Timeline for major events in Nashville in 1960:

  • February 13: 124 students arrived at three Nashville stores, purchased items, sat at segregated lunch counters, and requested service. All were refused. They left peacefully after two hours.
  • February 18: 200 students entered four stores, requested service at the lunch counters, which were promptly closed. Students left after thirty minutes.
  • February 20: 350 students entered five stores, sat at the counters and requested service. Crowds of white youths gathered, police watched, but there was no violence. Students left after three hours.
  • During the next week, sit-in demonstrations spread to other cities, and some violence resulted.
  • February 27: Nashville students again sat in, requested service, and white mobs gathered, this time with no police present. Several students were attacked and beaten; one was thrown down a flight of stairs. Through it all, the students remained completely quiet, passive, and non-violent. Police arrived, the mob dispersed with no arrests, and students were ordered to leave. They refused, and the arrests began. Eighty-one were jailed.
  • Over the next two months, further demonstrations took place. There were beatings, attacks, and more than 150 arrests of disciplined nonviolent demonstrators. Every arrested student was convicted of disorderly conduct and fined $50. The students refused to pay. They served 33 days in the county workhouse.
  • April 19: The students' lawyer's house was bombed and mostly destroyed, but attorney Z. Alexander Looby and his wife, sleeping in the bedroom, escaped unharmed.
  • April 20: Martin Luther King, Jr., gave a speech at Fisk University praising the students' efforts and techniques.
  • May 10: Downtown store lunch counters began to serve African Americans. Other restaurants, swimming pools, theaters, and public facilities were gradually integrated over a period of years.
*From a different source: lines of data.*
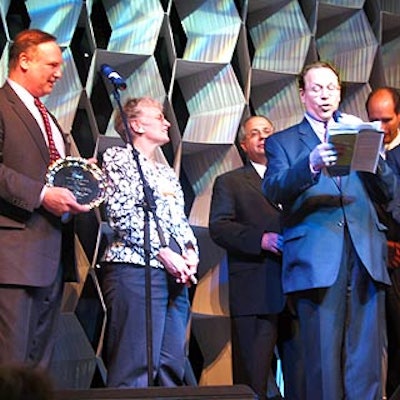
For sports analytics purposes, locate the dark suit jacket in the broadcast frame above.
[209,163,285,316]
[263,119,396,293]
[0,83,76,286]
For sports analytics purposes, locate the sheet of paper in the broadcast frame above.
[328,122,383,175]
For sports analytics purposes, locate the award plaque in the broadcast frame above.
[46,156,106,208]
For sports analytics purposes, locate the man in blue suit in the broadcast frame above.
[263,62,396,400]
[366,87,400,398]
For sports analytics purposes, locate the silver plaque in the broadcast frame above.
[46,156,106,208]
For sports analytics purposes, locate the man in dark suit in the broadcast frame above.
[0,30,88,367]
[209,116,301,399]
[366,87,400,398]
[263,62,396,400]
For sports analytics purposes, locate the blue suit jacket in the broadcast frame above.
[263,119,396,293]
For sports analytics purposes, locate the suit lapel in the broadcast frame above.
[245,162,281,211]
[4,83,49,163]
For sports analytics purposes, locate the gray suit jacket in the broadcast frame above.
[0,83,76,286]
[263,119,396,293]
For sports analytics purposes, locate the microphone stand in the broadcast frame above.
[108,84,167,386]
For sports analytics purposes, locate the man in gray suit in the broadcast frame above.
[263,62,396,400]
[209,115,304,400]
[0,30,88,367]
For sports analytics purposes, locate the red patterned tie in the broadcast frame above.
[35,97,61,163]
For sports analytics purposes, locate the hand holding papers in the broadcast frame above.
[328,121,383,176]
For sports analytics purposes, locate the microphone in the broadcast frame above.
[100,64,126,90]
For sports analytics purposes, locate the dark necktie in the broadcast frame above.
[35,97,61,163]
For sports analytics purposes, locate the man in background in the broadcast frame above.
[366,87,400,398]
[209,116,302,399]
[0,30,89,368]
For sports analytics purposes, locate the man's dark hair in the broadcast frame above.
[298,61,341,90]
[8,29,57,70]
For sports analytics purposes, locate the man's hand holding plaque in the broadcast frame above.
[43,156,105,219]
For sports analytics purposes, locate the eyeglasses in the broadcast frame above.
[304,83,340,96]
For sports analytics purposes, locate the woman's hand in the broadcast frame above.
[157,247,197,286]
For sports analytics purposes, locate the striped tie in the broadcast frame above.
[35,97,61,164]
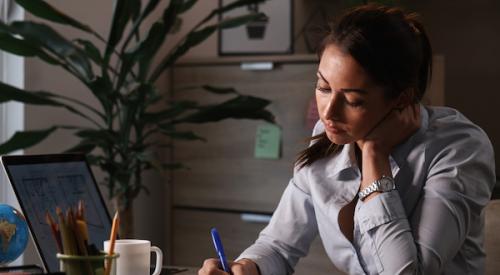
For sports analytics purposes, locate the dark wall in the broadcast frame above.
[295,0,500,174]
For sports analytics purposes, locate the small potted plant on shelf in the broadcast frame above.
[0,0,273,237]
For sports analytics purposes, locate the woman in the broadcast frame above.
[199,5,495,275]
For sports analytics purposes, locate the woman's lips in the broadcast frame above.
[325,125,345,134]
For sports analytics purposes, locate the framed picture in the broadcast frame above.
[219,0,293,55]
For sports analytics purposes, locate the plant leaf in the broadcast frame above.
[218,13,265,29]
[0,22,61,65]
[15,0,94,33]
[0,82,70,107]
[159,129,207,141]
[201,85,239,94]
[142,100,198,124]
[104,0,140,64]
[11,21,94,81]
[75,39,104,65]
[173,95,274,123]
[179,0,198,14]
[0,126,57,155]
[120,0,183,80]
[201,0,267,24]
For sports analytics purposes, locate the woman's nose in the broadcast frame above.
[325,93,341,120]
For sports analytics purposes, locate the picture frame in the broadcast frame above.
[218,0,293,56]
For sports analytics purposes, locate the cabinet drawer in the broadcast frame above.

During the Civil Rights struggles of the 1960s, including those in Nashville -- that began fifty years ago this week -- demonstrators often invented and sang songs in the moment that fit the occasion. Here are two examples:

  • "The Busses Are a-Comin'"
    In a television interview in Nashville on February 7, 2010, discussing the student protests, beatings, arrests, and jail sentences, one of those arrested, former freedom rider Kwame Leo Lillard, said that he and others began singing this song while in jail. It warns the jailers that more busses, more freedom riders, more students, more demonstrators are coming and they had better get ready because "We're gonna keep on coming." It was adapted to the tune of the Christmas Spiritual, "Mary Had a Baby."This is the first publication of this song.
  • "I'll Go to Jail if the Spirit Says Jail"
    Another song that spontaneously sprang from the Civil Rights movement. Wherever students and leaders protested, they marched, sang, demonstrated against segregation, regardless of the risks, and many went to jail. Other verses were improvised to include "march," "sing," "shout," "vote," and "pray." This was the first publication of this song.